1. Organ-on-a-chip Systems & Organoids

Applying the principles of tissue engineering, we establish microphysiological systems (OoCs), by using microfluidic devices, functional biomaterials, human stem cells and clinical samples, and appropriate environmental cues (both biophysical and biochemical), to replicate healthy or diseased human tissues and organs, particularly those of the musculoskeletal system. We also have a strong interest in deriving miniaturized tissue/organ models using organoid technology.

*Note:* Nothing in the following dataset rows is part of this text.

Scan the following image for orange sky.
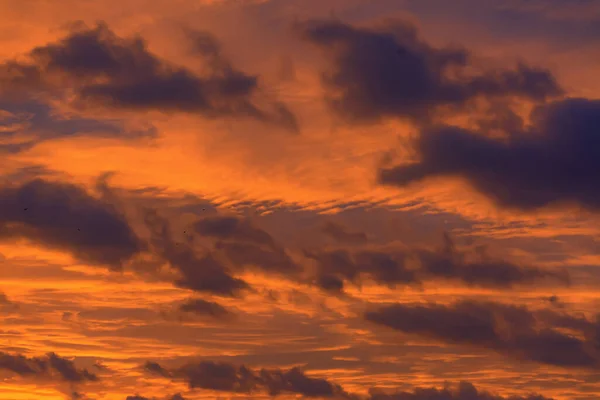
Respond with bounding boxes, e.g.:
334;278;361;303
0;0;600;400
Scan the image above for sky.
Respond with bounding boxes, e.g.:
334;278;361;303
0;0;600;400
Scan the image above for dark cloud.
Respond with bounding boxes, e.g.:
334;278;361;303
305;245;419;291
145;210;249;296
194;215;275;246
322;221;367;244
215;242;302;278
416;235;570;288
380;98;600;210
146;361;349;398
305;235;570;292
0;23;297;130
144;361;171;378
365;301;600;368
0;352;98;383
0;179;143;268
193;215;301;278
0;99;142;153
179;299;231;318
369;382;552;400
301;21;562;122
144;361;552;400
177;361;260;393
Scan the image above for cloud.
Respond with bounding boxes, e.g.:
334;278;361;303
144;361;552;400
145;210;249;296
194;215;275;247
305;231;570;292
0;352;98;383
365;300;600;369
379;98;600;210
145;361;349;398
0;179;143;269
369;382;552;400
322;221;367;244
179;299;231;318
0;23;297;130
300;20;562;122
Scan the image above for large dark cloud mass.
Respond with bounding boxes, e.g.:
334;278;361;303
145;361;349;398
0;352;98;383
146;361;552;400
305;236;570;292
0;179;143;268
380;98;600;210
0;23;297;130
301;21;562;122
145;210;248;296
369;382;552;400
365;301;600;369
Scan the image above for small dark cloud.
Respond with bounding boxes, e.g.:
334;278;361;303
305;249;419;291
0;352;98;383
146;361;350;398
194;215;275;246
416;235;570;288
215;242;302;278
369;382;552;400
144;361;171;378
145;210;249;296
0;179;143;269
305;236;570;292
322;221;367;244
365;301;600;369
179;299;231;319
300;20;562;122
379;98;600;210
0;23;297;130
144;361;553;400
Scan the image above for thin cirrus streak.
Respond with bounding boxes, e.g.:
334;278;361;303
0;0;600;400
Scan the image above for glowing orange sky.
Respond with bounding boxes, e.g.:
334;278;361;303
0;0;600;400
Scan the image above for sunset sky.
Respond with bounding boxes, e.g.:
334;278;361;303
0;0;600;400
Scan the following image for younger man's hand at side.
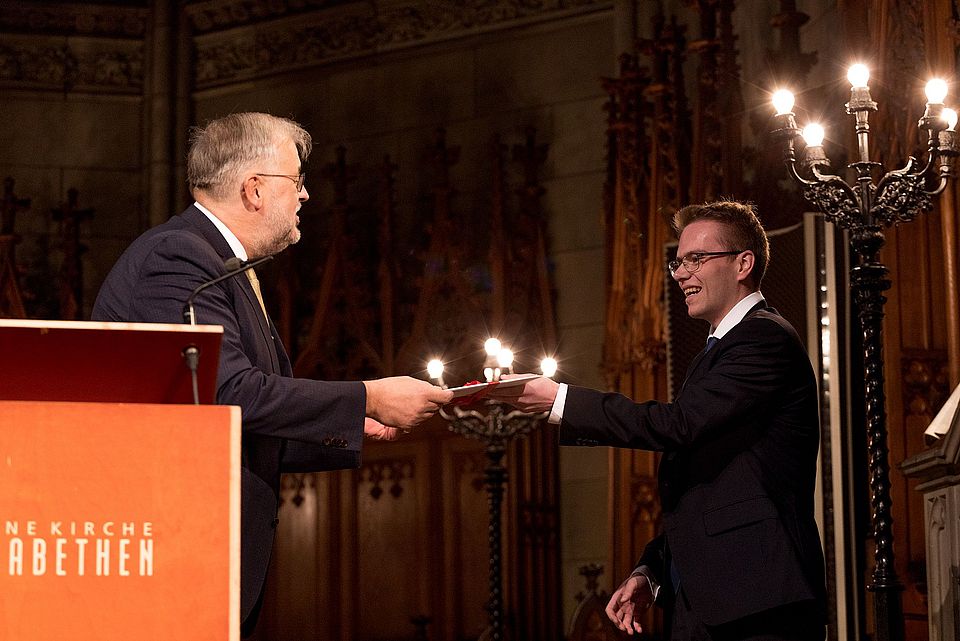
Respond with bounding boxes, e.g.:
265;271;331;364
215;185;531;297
363;376;453;430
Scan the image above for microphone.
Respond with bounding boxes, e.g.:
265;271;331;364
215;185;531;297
182;256;273;405
183;255;273;325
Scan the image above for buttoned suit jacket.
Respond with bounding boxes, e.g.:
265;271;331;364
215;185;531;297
560;303;826;625
92;206;366;621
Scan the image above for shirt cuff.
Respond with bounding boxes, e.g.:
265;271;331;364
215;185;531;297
547;383;569;425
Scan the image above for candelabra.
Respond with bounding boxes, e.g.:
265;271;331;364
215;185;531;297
773;64;957;641
427;338;557;641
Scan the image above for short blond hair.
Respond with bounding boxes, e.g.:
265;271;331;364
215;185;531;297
187;112;313;199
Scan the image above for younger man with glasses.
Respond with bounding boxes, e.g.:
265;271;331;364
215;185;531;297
93;113;453;636
494;202;826;641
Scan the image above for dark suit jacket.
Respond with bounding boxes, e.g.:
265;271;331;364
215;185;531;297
93;206;366;620
560;303;826;625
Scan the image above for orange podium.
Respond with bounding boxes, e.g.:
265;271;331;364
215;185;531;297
0;321;241;641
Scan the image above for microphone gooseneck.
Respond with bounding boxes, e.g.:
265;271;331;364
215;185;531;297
183;255;273;325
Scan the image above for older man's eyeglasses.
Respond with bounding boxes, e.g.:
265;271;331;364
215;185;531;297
667;249;746;275
255;174;307;191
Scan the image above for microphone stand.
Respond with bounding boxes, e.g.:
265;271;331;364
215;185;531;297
181;255;273;405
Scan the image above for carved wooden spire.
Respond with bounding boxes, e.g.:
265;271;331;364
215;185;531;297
53;187;93;320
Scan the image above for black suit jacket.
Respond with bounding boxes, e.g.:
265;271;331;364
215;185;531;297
560;304;826;625
93;206;366;620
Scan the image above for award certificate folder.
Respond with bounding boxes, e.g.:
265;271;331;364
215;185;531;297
449;374;540;398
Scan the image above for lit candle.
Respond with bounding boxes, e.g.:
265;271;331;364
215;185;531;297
771;89;794;116
540;356;557;378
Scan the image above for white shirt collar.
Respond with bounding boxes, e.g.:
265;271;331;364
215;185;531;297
710;291;764;338
193;202;247;260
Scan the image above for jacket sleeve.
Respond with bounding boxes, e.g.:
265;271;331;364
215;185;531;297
560;318;816;451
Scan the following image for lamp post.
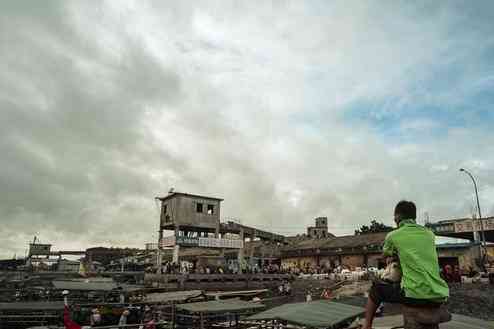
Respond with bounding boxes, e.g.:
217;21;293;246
460;168;485;254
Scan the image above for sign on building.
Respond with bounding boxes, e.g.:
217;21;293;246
161;235;244;249
199;238;244;249
455;218;494;233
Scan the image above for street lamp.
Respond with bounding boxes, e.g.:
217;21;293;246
460;168;485;248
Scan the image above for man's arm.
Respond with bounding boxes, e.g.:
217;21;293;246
383;235;396;257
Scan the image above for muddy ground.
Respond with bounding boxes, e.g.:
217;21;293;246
448;283;494;321
286;280;494;321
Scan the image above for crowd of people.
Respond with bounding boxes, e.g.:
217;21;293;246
148;261;362;275
71;305;164;329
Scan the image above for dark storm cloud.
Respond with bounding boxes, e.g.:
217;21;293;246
0;1;494;256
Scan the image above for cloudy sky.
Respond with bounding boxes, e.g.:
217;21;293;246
0;0;494;257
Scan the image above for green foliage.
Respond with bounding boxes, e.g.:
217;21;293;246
355;219;393;235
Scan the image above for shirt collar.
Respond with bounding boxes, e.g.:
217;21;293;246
398;218;416;227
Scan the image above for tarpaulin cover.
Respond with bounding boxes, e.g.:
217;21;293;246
247;300;365;328
177;299;265;313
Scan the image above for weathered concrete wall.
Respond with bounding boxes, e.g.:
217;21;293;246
161;196;221;230
281;257;317;268
367;254;383;267
341;255;365;269
438;247;478;270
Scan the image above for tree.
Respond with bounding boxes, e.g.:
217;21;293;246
355;219;393;235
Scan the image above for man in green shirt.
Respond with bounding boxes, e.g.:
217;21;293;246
363;201;449;329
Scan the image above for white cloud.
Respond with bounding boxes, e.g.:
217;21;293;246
0;1;494;256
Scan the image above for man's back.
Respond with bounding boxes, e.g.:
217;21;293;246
383;220;449;300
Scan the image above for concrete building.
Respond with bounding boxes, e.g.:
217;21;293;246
307;217;334;239
281;233;387;269
157;192;223;237
57;259;81;273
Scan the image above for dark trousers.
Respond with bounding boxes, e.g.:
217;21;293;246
369;280;442;308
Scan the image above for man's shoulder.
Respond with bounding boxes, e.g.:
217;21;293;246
384;228;399;240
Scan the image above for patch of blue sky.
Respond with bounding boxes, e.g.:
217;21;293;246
342;93;494;143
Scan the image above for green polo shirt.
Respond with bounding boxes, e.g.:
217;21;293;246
383;219;449;300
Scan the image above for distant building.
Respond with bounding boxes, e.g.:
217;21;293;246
281;233;387;269
145;242;158;251
307;217;334;239
158;192;223;236
86;247;141;265
57;259;81;272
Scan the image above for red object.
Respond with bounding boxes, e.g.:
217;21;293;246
63;305;81;329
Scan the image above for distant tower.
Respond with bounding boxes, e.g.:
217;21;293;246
307;217;332;239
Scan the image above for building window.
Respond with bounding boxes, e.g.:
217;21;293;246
196;202;202;212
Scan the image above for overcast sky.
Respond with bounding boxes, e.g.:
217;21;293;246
0;0;494;257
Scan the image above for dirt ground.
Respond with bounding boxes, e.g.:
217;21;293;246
448;283;494;321
284;280;494;321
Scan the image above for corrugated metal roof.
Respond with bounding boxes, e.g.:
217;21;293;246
374;314;494;329
247;300;365;328
146;290;202;302
177;299;265;313
285;232;388;250
0;302;64;311
52;280;117;291
52;280;144;291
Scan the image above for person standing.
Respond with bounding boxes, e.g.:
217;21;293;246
363;201;449;329
118;310;130;329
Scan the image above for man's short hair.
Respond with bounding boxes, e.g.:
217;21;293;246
395;200;417;219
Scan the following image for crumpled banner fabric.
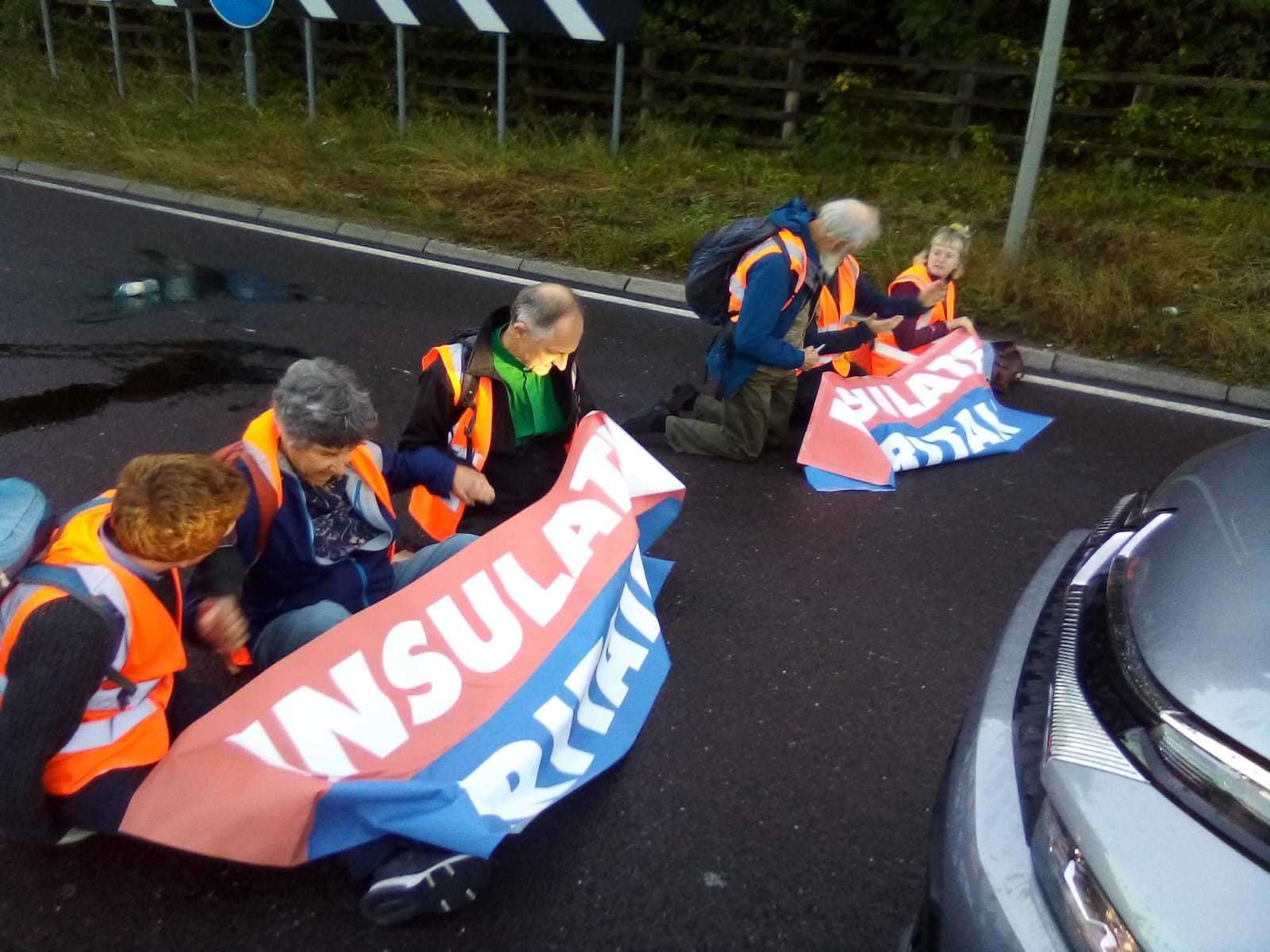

2. Advanced nanobiomaterials and biofacbriction for modulating stem cell behaviors

We employ both inorganic (bioceramics and inorganic nanoparticles) and organic materials (photo-crosslinkable hydrogels and delivery systems), as scaffolds or biomolecule delivery systems, to modulate stem cell behaviors. Our innovations in materials synthesis are clinical need-driven, and we emphasize the molecular mechanisms underlying biomaterials performance and regenerative outcomes. We also utilize 3D/4D (bio)printing to fabricate intricate tissue constructs for functional restoration of diseased tissues and organs.

3. Stem cells for neuromusculoskeletal regeneration

We use human mesenchymal stem cells (MSCs) and induced pluripotent stem cells (iPSCs), among other cell types, to repair and regenerate diseased tissues. We are particularly interested in harnessing the intrinsic regenerative potential of human stem cells. Our main targeted applications are in neuromusculoskeletal regeneration.

4. Drug Testing & Personalized Medicine

We employ advanced 3D culture platforms, such as OoCs and organoids, to generate disease models with high physiological and clinical relevance for studying disease mechanisms and evaluating the safety and efficacy of potential drugs and regenerative therapies. Using patient-specific cells (e.g., iPSCs from specific donors), we generate “patient-on-a-chip” and personalized organoids for developing precision medicine. We are particularly interested in using OoC applications to elucidate nanotechnology—biology interfaces.